Fired N.Va. Teacher Loses Legal Bid to Return

David Perino was found not guilty of sexually abusing a student with Down syndrome but was fired.
David Perino was found not guilty of sexually abusing a student with Down syndrome but was fired. (Margaret Thomas - Margaret Thomas Twp)
By Ian Shapira
Washington Post Staff Writer
Sunday, January 8, 2006

After all the difficulties David Perino encountered as a teacher -- his arrest on charges of sexually abusing a student, his acquittal in court and his firing in spite of that -- he thought he had one last recourse: Sue. Sue them all.

And so he did. Last summer, Perino filed eight lawsuits against the Prince William County school system and several of its employees, including former superintendent Edward L. Kelly, who died Thursday night.

But last week, Perino's quest to win his job back and clear his name was smacked off course when Prince William Circuit Court Judge William D. Hamblen ordered sanctions against him and his attorney. Hamblen declared that the lawsuits constituted harassment, the school system's attorney said. The judge ordered the pair to pay more than $14,000 to cover the school system's legal fees.

Perino and lawyer Pamela Cave have less than 30 days to appeal the sanctions.
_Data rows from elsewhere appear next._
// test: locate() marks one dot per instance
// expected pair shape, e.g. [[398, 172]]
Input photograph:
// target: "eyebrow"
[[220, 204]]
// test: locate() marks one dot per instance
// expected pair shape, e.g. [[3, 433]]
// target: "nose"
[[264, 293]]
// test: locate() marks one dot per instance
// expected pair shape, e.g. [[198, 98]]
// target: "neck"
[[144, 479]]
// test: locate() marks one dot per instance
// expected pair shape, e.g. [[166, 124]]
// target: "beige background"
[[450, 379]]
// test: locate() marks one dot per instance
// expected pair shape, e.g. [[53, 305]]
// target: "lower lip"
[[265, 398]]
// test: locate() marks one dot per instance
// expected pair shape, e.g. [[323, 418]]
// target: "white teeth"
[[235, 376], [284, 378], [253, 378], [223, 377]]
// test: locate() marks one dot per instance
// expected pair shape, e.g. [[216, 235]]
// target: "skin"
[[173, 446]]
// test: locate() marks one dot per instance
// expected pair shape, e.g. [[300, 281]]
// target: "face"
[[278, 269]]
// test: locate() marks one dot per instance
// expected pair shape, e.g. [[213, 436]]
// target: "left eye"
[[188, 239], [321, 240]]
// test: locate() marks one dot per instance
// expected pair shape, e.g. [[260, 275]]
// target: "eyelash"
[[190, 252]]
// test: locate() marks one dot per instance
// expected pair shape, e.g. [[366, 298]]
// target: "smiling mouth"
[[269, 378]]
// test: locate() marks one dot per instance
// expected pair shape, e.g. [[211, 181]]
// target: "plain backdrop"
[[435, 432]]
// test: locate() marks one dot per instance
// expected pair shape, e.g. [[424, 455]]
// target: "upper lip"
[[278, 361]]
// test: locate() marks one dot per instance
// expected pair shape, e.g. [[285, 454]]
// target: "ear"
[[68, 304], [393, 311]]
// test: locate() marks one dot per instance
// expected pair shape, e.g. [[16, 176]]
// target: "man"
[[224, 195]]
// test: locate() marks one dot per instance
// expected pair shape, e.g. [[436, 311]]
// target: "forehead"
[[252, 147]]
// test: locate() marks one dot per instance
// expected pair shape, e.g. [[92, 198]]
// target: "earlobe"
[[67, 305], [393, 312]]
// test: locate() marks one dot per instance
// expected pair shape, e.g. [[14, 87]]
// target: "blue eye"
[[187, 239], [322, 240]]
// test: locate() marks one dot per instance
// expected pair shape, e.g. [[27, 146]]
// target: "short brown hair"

They say they intend to.

In the realm of civil litigation, sanctions are rare against a plaintiff or defendant, according to officials with the Virginia Bar Association and the National Education Association.

"I don't recall one of our attorneys ever being sanctioned," said Robert Chanin, who has been general counsel for the National Education Association since 1968. "They are ordered if a lawyer truly brings a frivolous case without good faith or a legal basis. Don't harass the other side and waste the court's time."

In fact, filing lawsuits for the purpose of harassing a party without legal basis can be a violation of Virginia State Bar rules.

Perino and Cave, a Fairfax County family law specialist who is working pro bono, say the suits constituted a proper legal effort to recoup Perino's lost income and his reputation after he was fired. The School Board took away his job after colleagues and supervisors gave statements against him in board grievance hearings.

Perino said that because he had been acquitted in court, he considered their statements to be defamatory. He believed they made their remarks knowing they were false.

"It shocked me that the judge would issue sanctions. If you feel like you have a reason to pursue a cause, you should do that without fear of reprisal," said Perino, 40, who, after losing his job, sold his Fredericksburg home and moved with his wife and three children to southwestern Pennsylvania to be near relatives.

School officials, however, say the employees' comments were used within the context of employment hearings and therefore were "privileged" and could not be considered defamatory.

In her request for sanctions against Perino and Cave, school system attorney Mary McGowan said Perino did not show that school officials acted with malice, a necessary element of defamation.